Je quitte sa main pour aller déposer la mienne sur sa joue avant de prendre son poignet doucement.

— Tu es sûre que tu es tombée, personne ne t'a fait du mal ?

— Non, j'ai glissé... Tu sais ce que c'est les filles qui sortent de la douche. 

— Si quelqu'un ose te faire du mal je te garantis qu'il ne restera pas vivant longtemps.

— Le sol de ce vestiaire pourri est le seul responsable, rit-elle.

— Quel con, souris-je qu'à moitié convaincu.

— Tu l'as dit.

Elle s'avance un peu plus sur le bord du banc, quand à moi je suis toujours agenouillé à côté d'elle. Ses mains encerclent mon visage et elle dépose un petit baiser sur le coin de mes lèvres. Puis avec grâce, elle se glisse dans mes bras et je l'encercle à mon tour.

— Pourquoi moi, hein ? Alors que tu as toutes les Courtney, les Montgomery et les Lindsay que tu veux, pourquoi tu choisis la petite Iliana paumée ?

— Parce que c'est elle que j'aime.

— Moi aussi je t'aime.

Elle me sourit à ce moment là. Pourtant elle a beau me dire qu'elle va bien, je sais que c'est faux. Son sourire est différent, elle est en train de mentir. Et elle le faisait depuis longtemps...

֍

— Je passe me changer et après on peut y aller, d'accord ?

— On fait comme ça. Je t'accompagne, comme ça je pourrai faire coucou à tes parents.

— Si ça peut te faire plaisir, rit-elle.

On claque les portières chacun notre tour avant d'entrer. Elle boitille en montant les escaliers pour atteindre la porte d'entrée.

— Tu devrais mettre de la glace dessus, lui conseillé-je.

— Tout va bien.

— Tu boites, Iliana. Mets un peu de glace dessus avant de partir.

Elle roule des yeux en passant le couloir pour rejoindre le salon.

— Iliana, coucou ! nous accueille Carolina.

— Vous allez quelque part ? demande-t-elle en regardant les sacs de voyage entassés près de l'entrée.

— Oui, on part à New York pour trois jours pour Célia, explique-t-elle.

— Ah oui, c'est vrai, réplique Iliana en haussant les épaules.

— Bonsoir, dis-je doucement.

— Oh, Evan ! Je ne t'avais même pas vu ! Comment vas-tu ? Tu veux boire quelque chose peut-être ? propose-t-elle gentiment. 

— Non, ça va, merci.

— Papa est rentré ? demande Iliana en sortant le lait du frigo.

—  Andrew est dans son bureau.

À peine a-t-elle prononcé ces mots qu'il entre dans le salon avec nous.

— Ah, vous êtes là vous deux. Salut chérie, ajoute-t-il à l'intention de sa fille en embrassant son front.

— Vous restez dîner ? nous propose Carolina.

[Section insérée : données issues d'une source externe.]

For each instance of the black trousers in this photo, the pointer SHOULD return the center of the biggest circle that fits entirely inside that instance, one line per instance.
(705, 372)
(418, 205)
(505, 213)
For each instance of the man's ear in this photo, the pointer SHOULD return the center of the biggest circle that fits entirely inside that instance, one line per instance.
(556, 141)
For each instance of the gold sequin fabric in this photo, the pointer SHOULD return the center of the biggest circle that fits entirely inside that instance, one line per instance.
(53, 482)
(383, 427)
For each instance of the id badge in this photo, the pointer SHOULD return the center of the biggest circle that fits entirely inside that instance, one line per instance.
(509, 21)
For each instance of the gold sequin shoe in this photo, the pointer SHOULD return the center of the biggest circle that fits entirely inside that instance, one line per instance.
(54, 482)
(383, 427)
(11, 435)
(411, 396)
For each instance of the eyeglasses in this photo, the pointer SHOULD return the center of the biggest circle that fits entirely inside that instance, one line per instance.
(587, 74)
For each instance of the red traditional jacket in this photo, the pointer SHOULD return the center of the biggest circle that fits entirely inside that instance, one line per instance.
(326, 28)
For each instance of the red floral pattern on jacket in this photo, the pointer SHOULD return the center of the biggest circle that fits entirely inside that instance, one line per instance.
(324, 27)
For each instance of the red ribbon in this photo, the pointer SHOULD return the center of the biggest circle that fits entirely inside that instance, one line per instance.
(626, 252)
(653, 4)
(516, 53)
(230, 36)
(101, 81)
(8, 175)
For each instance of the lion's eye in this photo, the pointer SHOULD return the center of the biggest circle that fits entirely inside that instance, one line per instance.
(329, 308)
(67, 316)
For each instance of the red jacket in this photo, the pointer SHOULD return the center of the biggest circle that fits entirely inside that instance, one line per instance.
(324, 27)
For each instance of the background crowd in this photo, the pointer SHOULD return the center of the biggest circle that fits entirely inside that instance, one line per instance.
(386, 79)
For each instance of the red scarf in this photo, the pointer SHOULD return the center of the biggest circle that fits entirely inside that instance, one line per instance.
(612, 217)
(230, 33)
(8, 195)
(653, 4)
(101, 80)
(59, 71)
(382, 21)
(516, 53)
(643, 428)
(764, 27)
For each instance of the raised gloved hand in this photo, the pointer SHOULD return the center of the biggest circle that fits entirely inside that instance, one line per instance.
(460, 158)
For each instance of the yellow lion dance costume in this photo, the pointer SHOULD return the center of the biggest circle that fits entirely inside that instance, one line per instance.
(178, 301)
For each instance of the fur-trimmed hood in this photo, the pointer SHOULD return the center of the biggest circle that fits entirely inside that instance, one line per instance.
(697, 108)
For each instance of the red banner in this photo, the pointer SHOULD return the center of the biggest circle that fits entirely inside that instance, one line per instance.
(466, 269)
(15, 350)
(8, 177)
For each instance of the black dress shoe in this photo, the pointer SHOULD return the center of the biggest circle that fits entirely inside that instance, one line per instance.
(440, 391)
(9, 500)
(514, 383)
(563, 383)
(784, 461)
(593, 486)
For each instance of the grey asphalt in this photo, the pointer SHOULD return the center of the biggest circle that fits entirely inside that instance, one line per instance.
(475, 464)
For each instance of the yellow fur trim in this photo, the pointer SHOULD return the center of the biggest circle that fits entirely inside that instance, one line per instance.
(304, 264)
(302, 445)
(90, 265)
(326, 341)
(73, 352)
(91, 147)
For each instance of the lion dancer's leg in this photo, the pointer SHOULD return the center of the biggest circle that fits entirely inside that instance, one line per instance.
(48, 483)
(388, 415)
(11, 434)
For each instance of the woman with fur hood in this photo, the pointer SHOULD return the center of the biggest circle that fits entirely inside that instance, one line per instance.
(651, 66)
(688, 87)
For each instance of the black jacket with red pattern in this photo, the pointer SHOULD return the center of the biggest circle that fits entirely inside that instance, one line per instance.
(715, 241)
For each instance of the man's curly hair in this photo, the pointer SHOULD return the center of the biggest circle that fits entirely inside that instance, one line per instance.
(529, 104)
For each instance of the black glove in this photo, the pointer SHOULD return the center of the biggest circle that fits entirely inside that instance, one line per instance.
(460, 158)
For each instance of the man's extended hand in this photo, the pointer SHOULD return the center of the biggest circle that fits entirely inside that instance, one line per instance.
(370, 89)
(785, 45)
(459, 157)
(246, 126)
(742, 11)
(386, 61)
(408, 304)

— Non, on a  d'autres projets, explique Iliana avec une voix mystérieuse, en liant nos doigts entre eux.

Je ne peux que lui sourire. Elle ajoute rapidement sous le regard de son père.

— Mais ne t'en fais pas, ça sera pas trop long je rentre tôt pour une « bonne nuit de sommeil » histoire d'être prête à partir tôt demain matin.

— Demain matin ? Pourquoi qu'est-ce que tu as de prévu demain matin ? demande son père en ouvrant un message sur son téléphone.

— Comment ça  « qu'est-ce que j'ai prévu » ? Ma...

— Attends une minute chérie c'est le boulot, il faut que je réponde. Ils n'arrivent pas à comprendre qu'une fois parti du cabinet, ma journée est terminée. C'est fou, ils ne saisissent jamais ce qu'on leur dit du premier coup, c'est quand même pas compliqué à comprendre. Avoir un déplacement ce n'est pas la fin du monde, râle-t-il en pianotant sur son écran. 

Je me penche vers Iliana, qui ne répond pas à ma tentative. En réalité, je vois simplement ses yeux se remplir de larmes. Je me tends, et m'approche d'elle en passant mon bras derrière son dos.

— Hey, ça ne va pas ? demandé-je à voix basse.

— Tu prends un avion demain ? demande-t-elle en ignorant ma question, et en s'écartant.

— Oui, je pars à San Francisco, pour un déplacement, explique simplement son père. 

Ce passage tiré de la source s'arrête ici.